Where “October” most thoroughly criticizes the Bolsheviks is in situations in which they failed to act as a vanguard. One moment was immediately after the February revolution, when various Bolshevik leaders took steps towards burying the hatchet with the Mensheviks and adopting support for the Provisional Government. And then in the July Days, when they failed to give a decisive response to the workers’ actions and were effectively blindsided by events out of their control.

“October” makes clear that the Bolsheviks were fallible, that they made mistakes throughout the Revolution—although this did not doesn’t automatically discredit them as leaders.

Of course, any attempt to try to explain a very complex topic in simple ways will tend to be inexact in some places. Where this is most evident in “October” is in a certain contradiction between the desire for a speedier and less dense read, and presenting complex issues in their full complexity.

This issue is at its worst when Mieville turns his attention to the debates within the Bolshevik Party in April 1917—when Lenin returned to revolutionary Russia from exile and wrote his “April Thesis.” His goal appears to be to present them in light of recent debates around historian Lars Lih’s analysis of whether or not the Bolsheviks were “fully armed” in their perspectives toward the Provisional Government and whether Lenin’s militant thesis constituted a rupture or continuity with the old politics of the Bolshevik Party.

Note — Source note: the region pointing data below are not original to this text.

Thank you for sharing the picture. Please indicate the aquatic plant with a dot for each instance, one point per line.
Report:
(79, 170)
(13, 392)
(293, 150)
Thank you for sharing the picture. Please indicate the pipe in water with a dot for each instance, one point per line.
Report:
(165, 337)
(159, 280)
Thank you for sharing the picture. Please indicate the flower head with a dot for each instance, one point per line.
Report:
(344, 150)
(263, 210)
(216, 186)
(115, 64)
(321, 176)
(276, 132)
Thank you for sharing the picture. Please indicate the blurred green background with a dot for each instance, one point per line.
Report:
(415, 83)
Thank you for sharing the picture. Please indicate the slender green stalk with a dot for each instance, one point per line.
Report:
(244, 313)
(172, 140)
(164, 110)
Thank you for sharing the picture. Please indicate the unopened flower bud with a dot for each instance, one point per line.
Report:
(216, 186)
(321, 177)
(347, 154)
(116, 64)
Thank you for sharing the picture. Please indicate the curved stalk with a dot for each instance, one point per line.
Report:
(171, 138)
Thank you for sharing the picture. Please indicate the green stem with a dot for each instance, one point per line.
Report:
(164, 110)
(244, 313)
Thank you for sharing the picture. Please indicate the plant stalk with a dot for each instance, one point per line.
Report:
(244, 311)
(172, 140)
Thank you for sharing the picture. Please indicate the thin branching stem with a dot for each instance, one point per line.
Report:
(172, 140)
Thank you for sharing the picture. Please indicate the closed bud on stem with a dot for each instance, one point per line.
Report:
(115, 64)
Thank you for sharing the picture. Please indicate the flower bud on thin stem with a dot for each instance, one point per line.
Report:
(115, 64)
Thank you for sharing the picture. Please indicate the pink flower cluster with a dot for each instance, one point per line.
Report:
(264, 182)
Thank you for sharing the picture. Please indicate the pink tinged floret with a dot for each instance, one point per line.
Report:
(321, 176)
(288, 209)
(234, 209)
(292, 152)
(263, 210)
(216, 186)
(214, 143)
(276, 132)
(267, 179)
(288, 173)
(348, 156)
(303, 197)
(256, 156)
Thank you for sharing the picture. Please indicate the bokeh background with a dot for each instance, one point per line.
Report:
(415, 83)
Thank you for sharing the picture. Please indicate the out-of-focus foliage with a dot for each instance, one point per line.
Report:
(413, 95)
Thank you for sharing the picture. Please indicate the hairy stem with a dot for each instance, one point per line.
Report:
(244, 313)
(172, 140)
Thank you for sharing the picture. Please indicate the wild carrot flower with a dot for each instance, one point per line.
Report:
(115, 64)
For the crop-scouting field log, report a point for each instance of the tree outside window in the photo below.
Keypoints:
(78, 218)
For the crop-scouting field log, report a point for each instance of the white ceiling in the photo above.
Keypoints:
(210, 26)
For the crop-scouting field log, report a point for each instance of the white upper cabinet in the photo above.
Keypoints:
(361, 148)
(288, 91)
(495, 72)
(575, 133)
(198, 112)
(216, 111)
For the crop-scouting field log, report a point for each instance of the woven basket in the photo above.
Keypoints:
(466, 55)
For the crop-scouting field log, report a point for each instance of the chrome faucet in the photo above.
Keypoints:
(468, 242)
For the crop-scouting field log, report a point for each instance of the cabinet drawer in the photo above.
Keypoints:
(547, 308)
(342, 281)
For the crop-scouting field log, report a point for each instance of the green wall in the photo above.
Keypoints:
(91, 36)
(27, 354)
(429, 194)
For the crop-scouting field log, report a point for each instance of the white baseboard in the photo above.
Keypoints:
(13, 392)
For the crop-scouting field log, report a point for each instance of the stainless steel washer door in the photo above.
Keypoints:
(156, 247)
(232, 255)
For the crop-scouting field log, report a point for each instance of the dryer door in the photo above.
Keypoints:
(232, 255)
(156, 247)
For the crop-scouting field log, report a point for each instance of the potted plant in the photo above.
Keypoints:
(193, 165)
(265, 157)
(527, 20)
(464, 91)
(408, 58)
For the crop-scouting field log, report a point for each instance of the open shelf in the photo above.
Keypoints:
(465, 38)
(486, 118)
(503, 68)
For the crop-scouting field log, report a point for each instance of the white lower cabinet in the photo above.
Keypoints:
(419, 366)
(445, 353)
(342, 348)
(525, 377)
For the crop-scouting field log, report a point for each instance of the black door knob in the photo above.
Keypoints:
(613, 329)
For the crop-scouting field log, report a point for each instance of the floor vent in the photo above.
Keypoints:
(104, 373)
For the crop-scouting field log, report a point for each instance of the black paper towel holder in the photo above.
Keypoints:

Unfortunately, to someone uninitiated in the works of Lars Lih (“Lenin Rediscovered” and other books), Mieville’s presentation it is almost entirely opaque. He fails to get across the core issues involved, or why the debate about the nature of Lenin’s “April Theses” as rupture or continuity is significant. Moreover, Mieville fails to state any definite conclusions or ideas.

Along similar lines, there’s a sort of Petrograd-centrism to the book, which is acknowledged by the author in the introduction, but doesn’t really justify the lack of focus on events outside of the city. This is most problematic where the oppressed nationalities of the Russian Empire are concerned. They occasionally come to the forefront, but never in great detail. For example, the relationship and position of the Bolsheviks on the emerging national liberation struggles is only referred to once in the entire book, in a specific reference to a statement on the part of the Baku Bolsheviks.

This is probably the greatest failure of the book to demonstrate the full scope of the Russian Revolution because the nationalities question was an incredibly important aspect of the revolutionary process, and worthy of more attention than many writings on the Revolution give it.

Nevertheless, “October: The Story of the Russian Revolution” is highly worthwhile reading for anyone with an interest in the topic, and especially for today’s political activists. Even people who know a lot about the Revolution will still be able to engage with it as a very entertaining book that presents Russia in 1917 in a novel way.

A version of this review first appeared in Socialist Action newspaper in 2017.